Protocol Design
Last updated
Last updated
Feed providers are the entrypoint for external data into the protocol. A feed provider can be specified with the URL to a JSON API. Data from different feed providers can be aggregated as part of a single oracle request. Feed providers can be unaware of the Gora protocol, as long as they provide a JSON API that can be consumed publicly. If feed providers want to collect a fee for providing data on Gora, they can insert a proprietary piece of middleware in front of their JSON API. This middleware validates that a fee payment has been made to the API provider in exchange for using data from the API.
Consumers use events to communicate with the protocol. Each event is generated by sending a blockchain request of the corresponding event type to the main Gora contract. Events trigger various actions within the node runner and update the protocol state.
Request: Request events are used to trigger single non-recurring blocks, for example to get the outcome of a one-time event, or to execute a computation.
Subscription: Subscription events are used to register recurring requests, they are a superset of request events and contain additional parameters to specify when a new request is generated as part of the subscription.
Nodes are the backbone of the network and function in a similar capacity to Algorand participation nodes with some key differences. Gora nodes are peer-to-peer and propagate information across the network using a customized version of a gossip protocol. It is assumed that node runners are running a node client implementation that conforms to the protocol specification. Nodes are responsible for listening to Gora events from the blockchain, responding to those events by triggering new blocks if applicable, and maintaining the state of the protocol.
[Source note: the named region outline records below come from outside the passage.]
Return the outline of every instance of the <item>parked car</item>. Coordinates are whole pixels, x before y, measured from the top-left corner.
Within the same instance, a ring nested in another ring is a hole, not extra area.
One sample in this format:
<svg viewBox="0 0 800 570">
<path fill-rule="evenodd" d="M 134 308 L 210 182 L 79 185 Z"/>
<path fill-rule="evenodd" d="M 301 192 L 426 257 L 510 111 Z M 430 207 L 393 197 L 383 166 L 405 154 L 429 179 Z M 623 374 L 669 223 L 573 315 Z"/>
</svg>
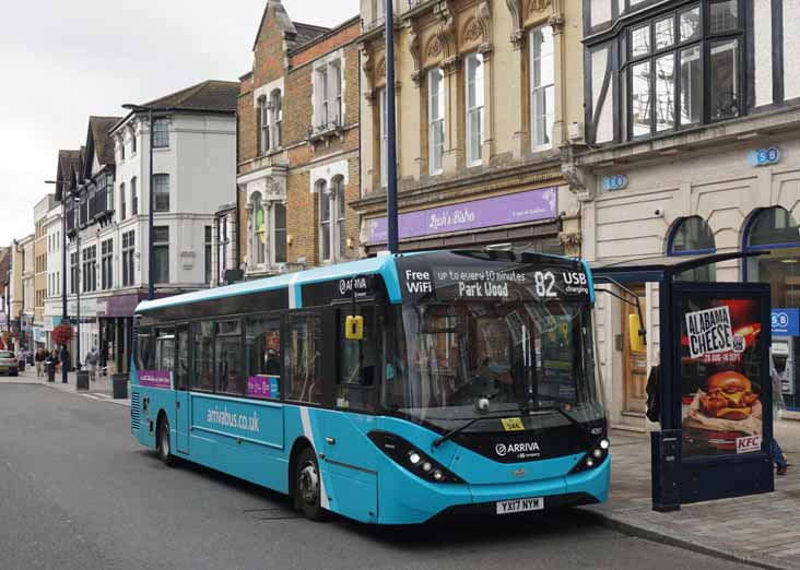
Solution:
<svg viewBox="0 0 800 570">
<path fill-rule="evenodd" d="M 7 373 L 9 376 L 20 375 L 20 365 L 14 353 L 0 351 L 0 373 Z"/>
</svg>

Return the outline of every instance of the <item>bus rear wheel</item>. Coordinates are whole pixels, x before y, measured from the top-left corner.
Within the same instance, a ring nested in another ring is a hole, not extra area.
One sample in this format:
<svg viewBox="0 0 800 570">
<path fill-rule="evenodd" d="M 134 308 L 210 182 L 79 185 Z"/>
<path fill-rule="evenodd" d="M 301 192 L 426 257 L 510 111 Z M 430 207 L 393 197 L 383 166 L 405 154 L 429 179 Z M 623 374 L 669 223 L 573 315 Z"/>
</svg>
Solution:
<svg viewBox="0 0 800 570">
<path fill-rule="evenodd" d="M 169 420 L 166 418 L 166 416 L 163 416 L 161 418 L 161 421 L 158 421 L 156 437 L 158 458 L 162 462 L 164 462 L 164 465 L 169 467 L 173 465 L 175 456 L 173 455 L 173 448 L 172 443 L 169 442 Z"/>
<path fill-rule="evenodd" d="M 294 504 L 311 521 L 323 521 L 327 513 L 321 506 L 319 464 L 311 448 L 301 451 L 294 478 Z"/>
</svg>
New blocks are generated when a request event is received, or when a new request is generated internally in response to a subscription threshold being triggered. Each node generates a hash based on their private participation key, along with a block proposal. These are broadcast to the rest of the network and the other nodes agree on a single proposal from the proposer with the lowest hash. The block proposal contains information about the request that is being responded to, the voting contract on which to conduct the on-chain vote, and the data that is being proposed as the response to the request. Once a single proposal has been agreed on by the network, the on-chain vote begins. According to the voting contract selected, there will be a different random seed for each block, this seed is used to randomly determine the committee of participants who can participate in the vote for this block. Votes are sent to the voting contract, where committee membership is checked through a VRF proof that the participant must supply, and votes are tallied according to the hash of the block that each participant voted for. Votes are weighed according to each participant’s stake (I.E. total amount of tokens locked up in the main contract that participant has signaled as staked), and when the vote threshold is reached for a block hash, that block is committed to the destination that was specified in the originating request.